GUI-based data processing systems simplify and accelerate data tasks with a user-friendly interface, eliminating the need for extensive coding skills. This accessibility allows analysts to easily design, modify, and execute workflows with intuitive drag-and-drop operations and visual representations. Incorporating visualization operators into data processing systems to represent the processed result enables analysts to quickly gain insights, understand patterns, and make informed decisions from complex data. As analysts observe the results, they may uncover new trends, leading to further questions or hypotheses that require modifications and edits to the workflow. Each change to the workflow generates a new version. Given the iterative nature of data analytics, modifying workflows is a common practice. The results produced from executing these versions are materialized, enabling users to refer back to them to reproduce and replicate past experiments, ensuring the validity of reported outcomes. While striving for improved results, in many cases, the results of new iterations are equivalent to those of previous runs. Given the significant time required to execute analytical tasks on large datasets, it becomes imperative to reduce redundant computations by reusing previously-stored results. Hence, it is crucial to identify and verify the equivalence of results across different runs.
This dissertation is driven by these pressing needs to enhance iterative data analytics within GUI-based data processing systems by integrating visualization, version control, and result reuse. The dissertation is structured into four main parts.
The first part addresses the challenge of incrementally visualizing large spatial networks while minimizing visual clutter. To tackle this issue, we introduce GSViz, a general-purpose middleware-based solution consisting of two modules, namely edge-aware vertex clustering and incremental edge bundling to effectively visualize large spatial networks.
The second part focuses on the development of Drove, a framework designed to track changes in workflows, environment dependencies, workflow executions, and the generated results.
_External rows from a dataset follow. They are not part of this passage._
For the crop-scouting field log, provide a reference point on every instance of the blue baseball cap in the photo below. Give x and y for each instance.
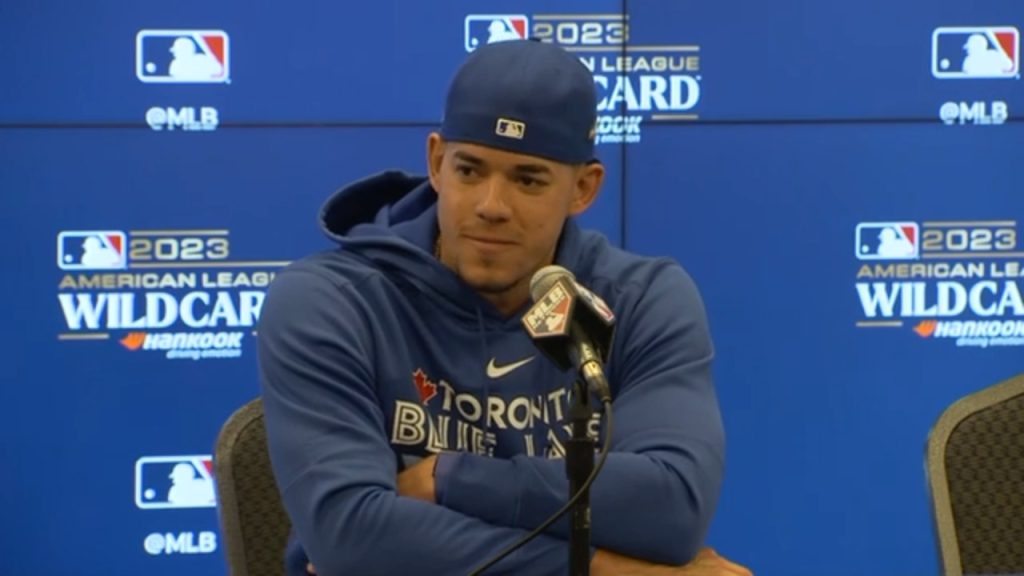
(524, 96)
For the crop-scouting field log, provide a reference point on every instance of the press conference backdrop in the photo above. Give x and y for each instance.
(842, 180)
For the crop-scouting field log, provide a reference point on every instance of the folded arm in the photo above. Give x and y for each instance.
(656, 494)
(332, 459)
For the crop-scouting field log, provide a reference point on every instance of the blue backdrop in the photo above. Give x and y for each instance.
(839, 178)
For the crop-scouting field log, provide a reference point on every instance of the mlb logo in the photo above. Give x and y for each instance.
(888, 241)
(174, 482)
(91, 250)
(185, 56)
(976, 52)
(510, 128)
(488, 29)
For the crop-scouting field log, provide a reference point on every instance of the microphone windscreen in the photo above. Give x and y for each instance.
(545, 278)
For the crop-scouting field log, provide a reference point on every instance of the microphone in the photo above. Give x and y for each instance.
(570, 325)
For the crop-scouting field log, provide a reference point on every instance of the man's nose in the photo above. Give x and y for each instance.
(494, 201)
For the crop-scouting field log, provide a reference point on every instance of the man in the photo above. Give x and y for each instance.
(413, 426)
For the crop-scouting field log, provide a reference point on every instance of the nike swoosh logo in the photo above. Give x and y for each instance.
(496, 371)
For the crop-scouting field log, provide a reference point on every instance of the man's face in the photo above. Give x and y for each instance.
(501, 213)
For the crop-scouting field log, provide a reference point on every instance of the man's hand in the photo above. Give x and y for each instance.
(418, 480)
(707, 563)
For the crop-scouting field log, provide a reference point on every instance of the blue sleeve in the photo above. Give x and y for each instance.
(331, 456)
(658, 489)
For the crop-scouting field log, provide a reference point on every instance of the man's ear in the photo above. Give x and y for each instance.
(435, 157)
(589, 178)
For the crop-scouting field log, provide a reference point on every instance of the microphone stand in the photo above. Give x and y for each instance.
(579, 464)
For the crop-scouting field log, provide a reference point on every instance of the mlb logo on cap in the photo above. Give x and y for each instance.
(887, 241)
(184, 56)
(976, 52)
(174, 482)
(487, 29)
(510, 128)
(91, 250)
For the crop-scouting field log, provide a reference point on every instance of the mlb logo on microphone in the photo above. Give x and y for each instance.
(91, 250)
(488, 29)
(182, 56)
(174, 482)
(888, 241)
(976, 52)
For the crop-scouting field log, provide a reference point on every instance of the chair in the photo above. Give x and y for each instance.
(254, 523)
(975, 467)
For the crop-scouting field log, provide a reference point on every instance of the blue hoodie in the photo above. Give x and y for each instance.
(376, 355)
By utilizing Drove, researchers and analysts can gain valuable insights into the evolution of workflows and understand the impact of modifications on the final outcomes.
In the third part, we present Veer, an algorithm for verifying the equivalence of two complex workflow versions. Additionally, we present a series of optimization techniques to improve the performance of the baseline algorithm.
Lastly, we introduce Raven, an optimization framework that ranks the previously executed workflow versions then it tests their equivalence compared to a new workflow version execution request. By reusing the results generated from these versions, Raven minimizes redundant computations and significantly enhances performance when handling new workflow execution requests. Raven retrieves the previous versions from Drove and pushes testing their equivalence to Veer.